Все, что удержалось от старопрусской мнительности в составе этих положений, -
это лишь требование, в некоторых условиях, письменной формы для законченности
сделки в обрядном смысле (781), но и этот реквизит не есть постоянный (782).
Но торжество высокой цивилистической концепции покойного
Бэра не ограничивается пределами немецкой территории. Из одной заметки, которую
мы находим в Журнале Мин. Юстиции за 1896 г. (март), легко заключить, как
далеко за пределы немецкой империи проникло учение О. Бэра совершенно
независимо от какого бы то ни было позитивного авторитета[84].
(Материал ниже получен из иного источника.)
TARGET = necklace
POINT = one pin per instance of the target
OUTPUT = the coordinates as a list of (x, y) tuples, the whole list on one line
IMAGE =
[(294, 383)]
Практика просвещенных остзейских судов и особенно Сената,
ведающего местную юстицию, стоит, несомненно, на высоте требований современной
созидательной, не рецептивной только цивилистики. Г. Кривцов делает не раз
в своей книге указания на решения высших немецких судебных инстанций, едва ли
имея основание полагать, что его русские читатели разыщут эти решения и
воспользуются ими для уяснения вопроса. Между тем у нас под рукой прекрасная
заметка сенатора А.Г. Гасмана, которая освещает не только самую конструкцию
Оттона Бэра, но и в особенности те ее стороны, которые наименее ясны в передаче
г. Кривцова и которые, думается нам, именно помогли ему упорно держаться
старопрусской точки зрения в оценке (только технической, правда) этого
института. Местная юриспруденция давно уже, со времени появления названной работы
Бэра, приняла основы его учения. Оно оказывало несомненно не раз услугу местным
цивилистам для выхода из трудных практических проблем. Тот случай, который взят
сенатором Гасманом в указанной книге журнала, как будто создан для того, чтоб
еще раз подтвердить необходимость различать договор признания, как самостоятельную
правотворящую юридическую сделку, от признания, как простого средства
действовать на убеждение суда наряду с любыми другими средствами (media probationis[85]), направленными к той же цели.
Мы не приводим здесь сообщения сенатора Гасмана, ибо его следует
прочитать в целом, чтобы получить то осязательное изображение конструкции,
которое много труднее достигается отвлеченным изложением учения.
Проф. Н.Л. Дювернуа
печатается по: Право:
еженедельная юридическая газета.
1899. N 5. воскресенье. 31 января. с. 249-254.